The D.C. Circuit recently ruled that “a terminally ill, mentally competent adult patient’s informed access to potentially life-saving … new drugs determined by the FDA after Phase I trials to be sufficiently safe for expanded human trials warrants protection under the Due Process Clause.” You can read more about it here.


I want to raise a question about the way others are characterizing the case.


Following some of the language of the D.C. Circuit’s opinion, Jonathan Adler and Orin Kerr describe the case as a decision that recognizes a new “right to experimental drugs.” This characterization makes the case sound quite revolutionary. And it raises an interesting problem about how to talk about substantive due process cases.
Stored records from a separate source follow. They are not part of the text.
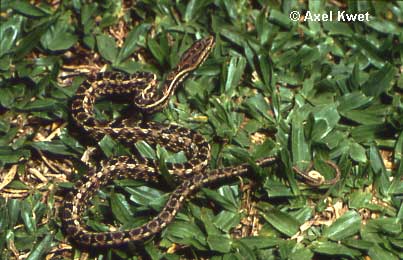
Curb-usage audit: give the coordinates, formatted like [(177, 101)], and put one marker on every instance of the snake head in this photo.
[(196, 54)]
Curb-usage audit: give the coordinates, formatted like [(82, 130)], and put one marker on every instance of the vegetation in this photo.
[(299, 90)]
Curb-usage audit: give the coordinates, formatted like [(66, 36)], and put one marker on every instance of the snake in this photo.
[(143, 90)]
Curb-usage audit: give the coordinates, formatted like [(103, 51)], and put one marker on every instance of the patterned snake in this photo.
[(142, 88)]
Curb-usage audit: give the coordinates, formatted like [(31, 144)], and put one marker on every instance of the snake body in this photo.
[(142, 88)]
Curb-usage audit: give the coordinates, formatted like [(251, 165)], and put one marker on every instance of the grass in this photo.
[(301, 91)]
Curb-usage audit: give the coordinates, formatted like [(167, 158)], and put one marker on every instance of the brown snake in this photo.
[(142, 87)]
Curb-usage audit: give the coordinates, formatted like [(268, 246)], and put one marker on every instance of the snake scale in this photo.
[(142, 88)]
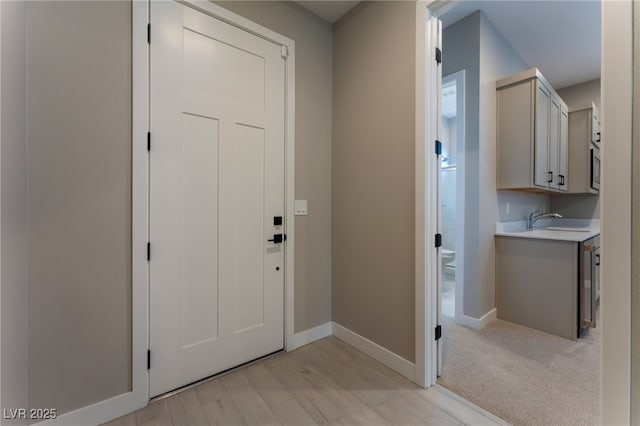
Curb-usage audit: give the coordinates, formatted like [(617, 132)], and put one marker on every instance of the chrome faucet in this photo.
[(538, 214)]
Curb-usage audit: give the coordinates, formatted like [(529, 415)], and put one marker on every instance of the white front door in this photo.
[(216, 187)]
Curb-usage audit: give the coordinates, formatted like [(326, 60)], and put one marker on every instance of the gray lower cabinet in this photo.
[(537, 284)]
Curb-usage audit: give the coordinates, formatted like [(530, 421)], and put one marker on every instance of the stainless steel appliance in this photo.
[(595, 168), (589, 288)]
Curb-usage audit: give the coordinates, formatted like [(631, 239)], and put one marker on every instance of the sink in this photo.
[(564, 229)]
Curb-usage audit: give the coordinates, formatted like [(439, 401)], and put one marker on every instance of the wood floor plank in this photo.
[(324, 383), (360, 358), (252, 407), (296, 384), (186, 410), (218, 405), (412, 410), (369, 370), (333, 400), (363, 418), (281, 402), (128, 420), (342, 374), (155, 414)]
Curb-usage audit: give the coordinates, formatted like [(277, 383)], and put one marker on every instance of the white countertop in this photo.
[(577, 230)]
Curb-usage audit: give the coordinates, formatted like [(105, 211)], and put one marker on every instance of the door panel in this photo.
[(216, 182), (199, 240), (554, 139), (541, 157), (563, 159)]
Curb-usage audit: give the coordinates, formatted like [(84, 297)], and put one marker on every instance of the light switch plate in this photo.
[(300, 207)]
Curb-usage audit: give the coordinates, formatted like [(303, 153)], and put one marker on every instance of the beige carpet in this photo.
[(524, 376)]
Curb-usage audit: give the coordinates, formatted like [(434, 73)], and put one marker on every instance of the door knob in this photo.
[(277, 238)]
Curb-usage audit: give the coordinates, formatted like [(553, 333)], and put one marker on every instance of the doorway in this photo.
[(219, 211), (452, 195)]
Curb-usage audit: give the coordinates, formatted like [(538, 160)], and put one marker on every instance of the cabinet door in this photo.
[(595, 126), (541, 149), (554, 143), (563, 151)]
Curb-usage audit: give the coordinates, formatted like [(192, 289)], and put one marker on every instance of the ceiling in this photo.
[(329, 10), (561, 38)]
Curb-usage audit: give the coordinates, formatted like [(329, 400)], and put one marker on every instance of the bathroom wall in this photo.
[(497, 60), (473, 44), (581, 206)]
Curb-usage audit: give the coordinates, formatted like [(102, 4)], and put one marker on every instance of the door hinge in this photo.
[(438, 148)]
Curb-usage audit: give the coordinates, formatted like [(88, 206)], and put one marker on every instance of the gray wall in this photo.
[(635, 226), (313, 39), (581, 206), (79, 196), (373, 174), (473, 44), (13, 152), (497, 60)]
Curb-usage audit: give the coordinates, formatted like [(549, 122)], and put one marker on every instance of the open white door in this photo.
[(434, 124), (217, 196)]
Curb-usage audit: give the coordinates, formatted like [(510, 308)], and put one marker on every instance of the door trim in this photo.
[(138, 397), (459, 78), (426, 257)]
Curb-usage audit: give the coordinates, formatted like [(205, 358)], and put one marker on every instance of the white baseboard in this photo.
[(478, 323), (100, 412), (375, 351), (312, 334)]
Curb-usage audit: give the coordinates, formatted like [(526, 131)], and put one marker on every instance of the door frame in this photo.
[(459, 78), (426, 220), (141, 164), (617, 83)]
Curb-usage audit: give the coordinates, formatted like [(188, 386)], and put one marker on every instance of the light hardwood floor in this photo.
[(326, 382)]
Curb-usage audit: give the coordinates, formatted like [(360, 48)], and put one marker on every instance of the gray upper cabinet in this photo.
[(533, 152), (584, 141)]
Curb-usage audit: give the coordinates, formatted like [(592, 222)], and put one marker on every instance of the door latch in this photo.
[(277, 238)]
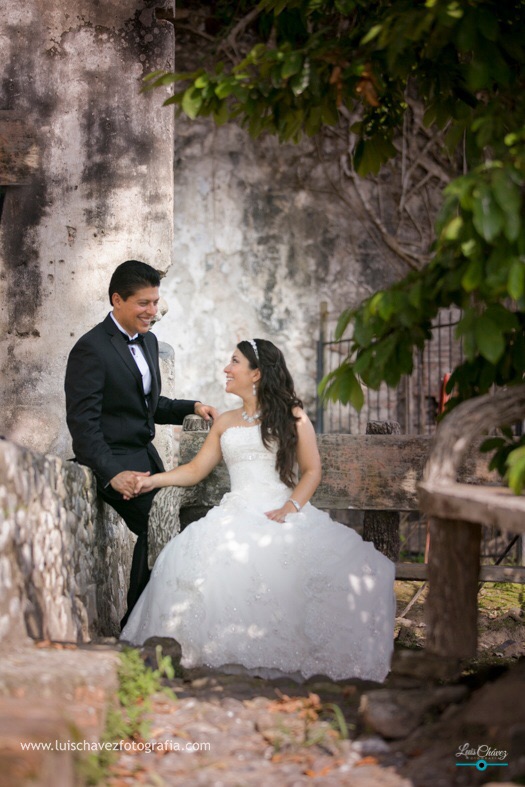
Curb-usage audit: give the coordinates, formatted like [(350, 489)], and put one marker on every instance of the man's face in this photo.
[(137, 312)]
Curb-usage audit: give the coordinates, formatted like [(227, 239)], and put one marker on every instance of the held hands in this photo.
[(206, 411), (279, 514), (125, 482)]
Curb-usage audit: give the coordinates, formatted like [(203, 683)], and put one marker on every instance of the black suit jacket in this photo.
[(111, 423)]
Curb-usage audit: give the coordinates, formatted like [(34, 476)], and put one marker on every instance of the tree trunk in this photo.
[(453, 574)]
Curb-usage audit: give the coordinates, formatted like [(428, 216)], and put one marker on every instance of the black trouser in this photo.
[(135, 514)]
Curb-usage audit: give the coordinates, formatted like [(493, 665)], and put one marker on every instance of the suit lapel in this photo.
[(148, 348)]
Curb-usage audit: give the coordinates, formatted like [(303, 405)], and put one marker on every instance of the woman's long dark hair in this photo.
[(276, 399)]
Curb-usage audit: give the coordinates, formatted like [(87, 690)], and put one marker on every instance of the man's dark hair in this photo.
[(131, 276)]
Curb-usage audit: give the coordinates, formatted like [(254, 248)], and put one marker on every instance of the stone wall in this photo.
[(101, 193), (266, 232), (64, 557)]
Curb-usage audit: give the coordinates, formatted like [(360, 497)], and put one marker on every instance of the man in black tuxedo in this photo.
[(113, 401)]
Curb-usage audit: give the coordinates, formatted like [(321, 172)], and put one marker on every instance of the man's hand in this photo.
[(143, 485), (125, 482), (206, 411)]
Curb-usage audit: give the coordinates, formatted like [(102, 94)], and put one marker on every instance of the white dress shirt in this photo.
[(139, 358)]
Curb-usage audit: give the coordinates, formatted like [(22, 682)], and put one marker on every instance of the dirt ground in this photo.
[(408, 732)]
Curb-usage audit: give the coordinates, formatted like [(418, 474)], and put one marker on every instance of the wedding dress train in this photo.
[(241, 592)]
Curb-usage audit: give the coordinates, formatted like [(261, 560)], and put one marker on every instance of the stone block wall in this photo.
[(64, 556)]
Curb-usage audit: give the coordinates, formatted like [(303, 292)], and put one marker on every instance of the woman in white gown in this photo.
[(265, 582)]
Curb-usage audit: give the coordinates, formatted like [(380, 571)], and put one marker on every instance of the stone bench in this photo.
[(457, 512), (376, 472), (64, 556)]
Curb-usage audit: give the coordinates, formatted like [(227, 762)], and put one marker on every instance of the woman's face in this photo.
[(240, 378)]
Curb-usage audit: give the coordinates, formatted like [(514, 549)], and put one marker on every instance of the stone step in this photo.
[(53, 704)]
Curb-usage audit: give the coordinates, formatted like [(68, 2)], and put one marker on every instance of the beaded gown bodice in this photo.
[(251, 466)]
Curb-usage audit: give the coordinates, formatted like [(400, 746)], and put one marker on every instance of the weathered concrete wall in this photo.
[(64, 557), (102, 192)]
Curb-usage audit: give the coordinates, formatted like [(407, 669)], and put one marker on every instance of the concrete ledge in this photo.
[(64, 557)]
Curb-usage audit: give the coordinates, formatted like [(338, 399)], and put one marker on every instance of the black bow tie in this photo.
[(139, 339)]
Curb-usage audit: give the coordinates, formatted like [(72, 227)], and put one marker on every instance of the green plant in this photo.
[(128, 720), (311, 64)]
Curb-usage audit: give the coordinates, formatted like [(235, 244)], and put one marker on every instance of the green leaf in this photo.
[(487, 217), (489, 339), (452, 230), (508, 197), (516, 470), (516, 280), (372, 33), (292, 65), (192, 102), (473, 275)]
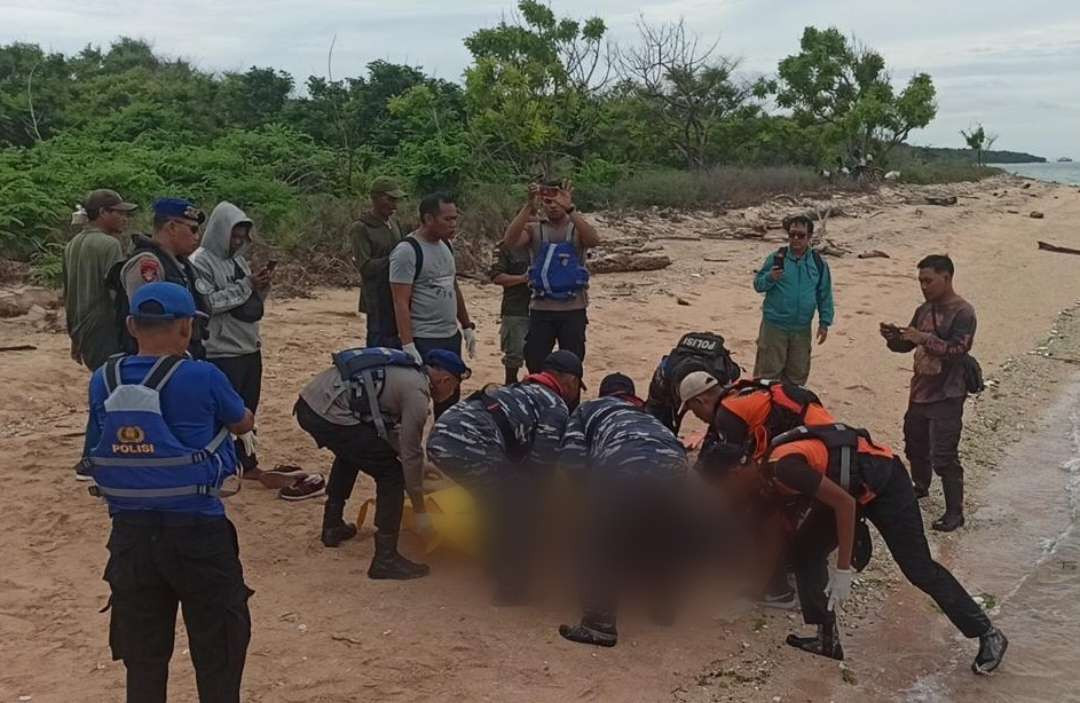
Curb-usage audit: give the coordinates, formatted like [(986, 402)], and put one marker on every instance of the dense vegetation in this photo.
[(637, 124)]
Compare common descriptions of Cruzan v. Director, Missouri Department of Health. There, the Supreme Court upheld a state law that, in effect, prohibited withdrawal of life support from a vegetative patient despite her previously expressed wish to die when in such a condition. (The law forced a surrogate to prove the patient’s wishes by heightened evidence.) But the Court also held that patients have a protected liberty interest in “refusing unwanted medical treatment.” Why then did it uphold state law? Because the Court held that the state interests outweighed the liberty interest at issue on the facts of the case.
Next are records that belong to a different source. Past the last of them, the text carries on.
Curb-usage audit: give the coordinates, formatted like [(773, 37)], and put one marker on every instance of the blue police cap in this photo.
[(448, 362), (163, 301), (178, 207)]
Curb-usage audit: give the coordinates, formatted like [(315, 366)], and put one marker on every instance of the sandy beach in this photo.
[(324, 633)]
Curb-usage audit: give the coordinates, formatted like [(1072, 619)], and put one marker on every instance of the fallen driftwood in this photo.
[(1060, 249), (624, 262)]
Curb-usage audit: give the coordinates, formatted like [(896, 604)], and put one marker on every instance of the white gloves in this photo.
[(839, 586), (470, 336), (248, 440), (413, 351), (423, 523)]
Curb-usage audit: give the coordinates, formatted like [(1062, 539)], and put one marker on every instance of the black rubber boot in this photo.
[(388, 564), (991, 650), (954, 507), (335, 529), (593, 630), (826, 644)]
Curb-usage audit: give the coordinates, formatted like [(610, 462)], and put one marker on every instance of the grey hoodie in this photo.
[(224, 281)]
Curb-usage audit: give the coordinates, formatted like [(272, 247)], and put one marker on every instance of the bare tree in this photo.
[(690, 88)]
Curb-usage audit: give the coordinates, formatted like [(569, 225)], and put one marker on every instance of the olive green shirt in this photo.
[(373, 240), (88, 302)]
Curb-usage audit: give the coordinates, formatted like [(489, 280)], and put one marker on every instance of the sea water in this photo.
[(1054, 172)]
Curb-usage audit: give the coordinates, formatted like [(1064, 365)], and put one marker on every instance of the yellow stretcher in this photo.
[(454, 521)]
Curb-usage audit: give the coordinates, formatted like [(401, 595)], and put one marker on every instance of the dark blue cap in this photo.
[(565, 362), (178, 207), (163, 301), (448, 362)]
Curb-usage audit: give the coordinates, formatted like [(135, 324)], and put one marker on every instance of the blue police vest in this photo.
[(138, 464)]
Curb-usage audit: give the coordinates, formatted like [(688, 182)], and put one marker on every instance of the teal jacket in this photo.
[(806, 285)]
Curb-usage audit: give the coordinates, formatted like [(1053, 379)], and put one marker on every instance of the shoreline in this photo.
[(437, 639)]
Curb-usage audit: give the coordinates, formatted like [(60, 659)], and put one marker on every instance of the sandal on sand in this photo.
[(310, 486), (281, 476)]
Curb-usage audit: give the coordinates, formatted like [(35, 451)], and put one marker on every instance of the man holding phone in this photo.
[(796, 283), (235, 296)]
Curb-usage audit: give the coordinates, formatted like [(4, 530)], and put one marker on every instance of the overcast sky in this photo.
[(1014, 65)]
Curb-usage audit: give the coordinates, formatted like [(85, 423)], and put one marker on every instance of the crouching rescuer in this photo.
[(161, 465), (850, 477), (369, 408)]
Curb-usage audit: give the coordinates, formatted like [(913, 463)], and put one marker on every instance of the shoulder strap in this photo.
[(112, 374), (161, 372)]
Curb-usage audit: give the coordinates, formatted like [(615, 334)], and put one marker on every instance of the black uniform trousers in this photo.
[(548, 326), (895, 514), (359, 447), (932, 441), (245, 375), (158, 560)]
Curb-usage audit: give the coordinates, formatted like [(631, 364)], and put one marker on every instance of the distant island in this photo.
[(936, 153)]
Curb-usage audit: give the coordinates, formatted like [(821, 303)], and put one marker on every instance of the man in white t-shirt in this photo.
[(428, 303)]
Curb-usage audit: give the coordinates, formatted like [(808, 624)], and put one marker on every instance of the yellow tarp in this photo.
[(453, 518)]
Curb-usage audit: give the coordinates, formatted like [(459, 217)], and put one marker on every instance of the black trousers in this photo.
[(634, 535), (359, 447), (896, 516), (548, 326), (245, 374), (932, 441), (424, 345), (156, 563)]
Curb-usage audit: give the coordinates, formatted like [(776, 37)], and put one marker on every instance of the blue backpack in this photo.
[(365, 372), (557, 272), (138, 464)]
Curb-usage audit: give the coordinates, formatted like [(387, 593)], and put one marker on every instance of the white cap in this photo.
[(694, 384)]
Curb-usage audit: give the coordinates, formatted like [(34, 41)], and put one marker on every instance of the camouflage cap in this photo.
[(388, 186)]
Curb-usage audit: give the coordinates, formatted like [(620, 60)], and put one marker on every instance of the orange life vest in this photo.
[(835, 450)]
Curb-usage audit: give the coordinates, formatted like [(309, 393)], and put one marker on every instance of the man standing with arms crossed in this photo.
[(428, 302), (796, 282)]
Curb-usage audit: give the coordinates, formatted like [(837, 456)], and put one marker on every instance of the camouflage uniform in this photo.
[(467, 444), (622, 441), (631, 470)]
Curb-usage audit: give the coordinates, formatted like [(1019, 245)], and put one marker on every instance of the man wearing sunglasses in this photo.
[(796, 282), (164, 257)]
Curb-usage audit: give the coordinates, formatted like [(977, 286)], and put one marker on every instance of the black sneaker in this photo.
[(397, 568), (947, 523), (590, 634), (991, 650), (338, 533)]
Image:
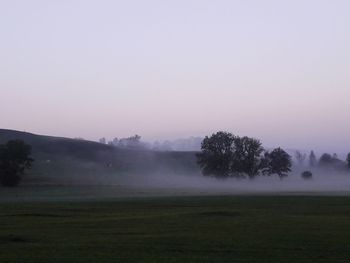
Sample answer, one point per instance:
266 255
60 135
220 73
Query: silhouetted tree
14 159
326 159
312 159
247 156
300 157
278 162
307 175
217 154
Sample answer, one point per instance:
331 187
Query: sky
274 70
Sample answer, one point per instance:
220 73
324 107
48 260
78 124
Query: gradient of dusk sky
277 70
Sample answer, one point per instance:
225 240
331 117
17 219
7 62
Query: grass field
178 229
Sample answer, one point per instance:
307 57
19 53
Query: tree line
225 155
14 160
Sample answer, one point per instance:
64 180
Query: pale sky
273 69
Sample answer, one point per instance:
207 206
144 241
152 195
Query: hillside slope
63 160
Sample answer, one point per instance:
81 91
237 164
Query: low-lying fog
327 182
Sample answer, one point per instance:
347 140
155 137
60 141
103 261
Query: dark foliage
216 158
278 162
312 159
307 175
224 155
300 157
247 156
14 159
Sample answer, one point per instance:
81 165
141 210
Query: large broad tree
14 160
217 153
224 155
247 156
278 162
300 157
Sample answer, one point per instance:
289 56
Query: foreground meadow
178 229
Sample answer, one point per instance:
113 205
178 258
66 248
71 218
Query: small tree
300 157
278 162
312 159
326 159
247 156
217 154
307 175
14 159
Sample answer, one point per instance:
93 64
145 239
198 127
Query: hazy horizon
277 71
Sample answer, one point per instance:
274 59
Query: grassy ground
182 229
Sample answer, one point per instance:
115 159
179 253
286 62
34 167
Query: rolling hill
61 160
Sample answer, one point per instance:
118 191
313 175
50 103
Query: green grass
182 229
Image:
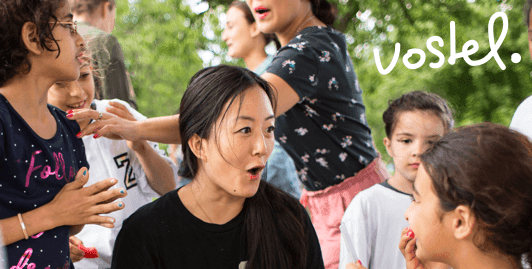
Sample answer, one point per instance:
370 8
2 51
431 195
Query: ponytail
277 236
324 11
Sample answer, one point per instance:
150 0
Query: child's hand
358 265
120 110
76 254
76 204
108 125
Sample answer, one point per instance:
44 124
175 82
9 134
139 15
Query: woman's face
66 66
433 234
413 134
74 94
234 155
274 16
237 34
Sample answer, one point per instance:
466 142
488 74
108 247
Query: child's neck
400 183
29 97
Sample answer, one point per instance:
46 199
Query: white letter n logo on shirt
129 177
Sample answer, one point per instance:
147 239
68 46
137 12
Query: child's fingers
351 266
83 114
101 186
104 221
76 254
82 177
122 113
118 105
108 208
404 240
106 197
74 240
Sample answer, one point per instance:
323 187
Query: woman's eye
245 130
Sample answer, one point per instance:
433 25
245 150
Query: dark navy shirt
326 132
32 171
Cruzan defies easy categorization. It’s variously described as a case that (1) left the right to die “unanswered”; or (2) recognized a “right to die.” This D.C. Circuit case also defies easy categorization. Relying on the logic of Cruzan, the D.C. Circuit held that patients have a liberty interest in control over their use of life-saving drugs protected by the Due Process Clause. But, whether the state has a sufficiently strong interest to override the liberty interest remains an open question, which the trial court must now consider. Like the state regs in Cruzan, the FDA regulations will be upheld if the government can show the regs serve a narrowly tailored “compelling interest”–what lawyers call “strict scrutiny.” (One way the FDA may try to do so, suggested by Cruzan, is to show that the regs somehow protect patients who don’t understand the risks involved–perhaps by attempting to show that terminally ill patients are poor judges of unknown risks and therefore at high risk of manipulation by doctors and pharmaceutical companies during Phase I trials. See this article for notes toward such an argument.)
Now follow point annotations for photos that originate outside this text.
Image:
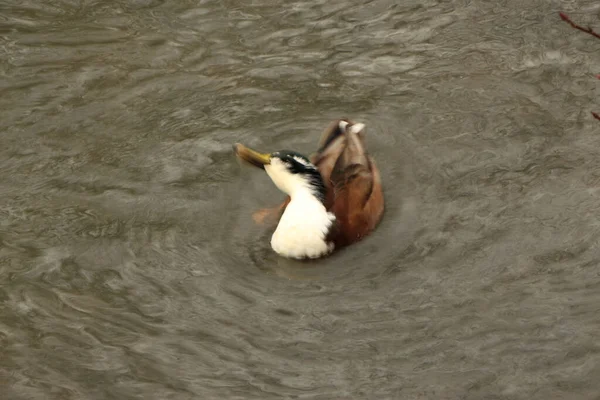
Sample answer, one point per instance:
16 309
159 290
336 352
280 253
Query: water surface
130 267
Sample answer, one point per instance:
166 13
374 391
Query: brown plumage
353 190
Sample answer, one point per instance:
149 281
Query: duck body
335 197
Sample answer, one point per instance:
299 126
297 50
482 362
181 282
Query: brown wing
355 195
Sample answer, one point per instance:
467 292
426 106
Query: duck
334 197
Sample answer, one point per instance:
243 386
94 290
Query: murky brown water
130 267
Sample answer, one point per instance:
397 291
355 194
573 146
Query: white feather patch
303 228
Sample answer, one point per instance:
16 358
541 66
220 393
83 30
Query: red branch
589 30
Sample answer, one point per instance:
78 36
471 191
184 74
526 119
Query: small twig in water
588 30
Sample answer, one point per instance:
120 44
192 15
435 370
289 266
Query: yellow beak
253 157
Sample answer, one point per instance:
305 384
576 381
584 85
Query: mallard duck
334 197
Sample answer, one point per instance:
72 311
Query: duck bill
251 156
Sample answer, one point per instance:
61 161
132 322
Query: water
130 267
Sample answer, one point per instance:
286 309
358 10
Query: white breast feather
302 229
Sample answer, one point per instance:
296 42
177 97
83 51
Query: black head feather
296 163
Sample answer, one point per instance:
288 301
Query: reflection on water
130 266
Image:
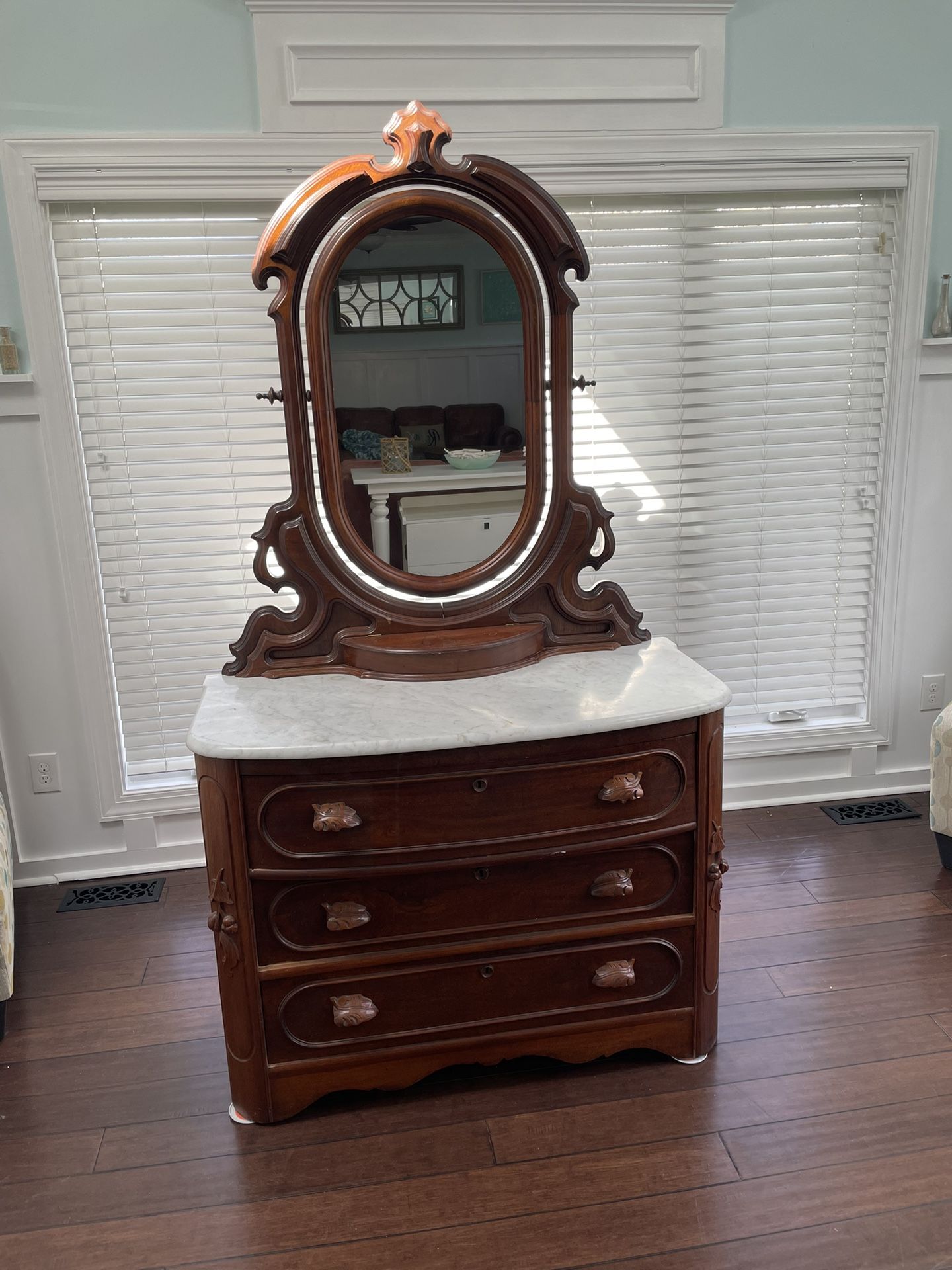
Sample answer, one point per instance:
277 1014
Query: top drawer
311 822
In short, you shouldn’t assume that strict scrutiny is always fatal in fact. “Strict scrutiny” tests appear throughout constitutional law, and they are applied with different degrees of rigor: more exacting in some free speech cases, less exacting in equal protection cases. If Cruzan is any evidence, the “strict scrutiny test” applied in the field of substantive due process is a weaker variety. Perhaps there are important differences between the FDA regs here and state regs upheld in Cruzan. But on the face of things, it’s possible the endgame of this decision may leave room for government regulation—or even uphold the FDA regs in their entirety.


This is one reason why I think the Supreme Court–if the case were to be appealed–would be wise to wait until the trial court has balanced the state interests and the liberty interest recognized by the D.C. Circuit. And it is also a reason why pundits should be cautious about describing the case’s real-world effect. The real action in this case may be yet to come.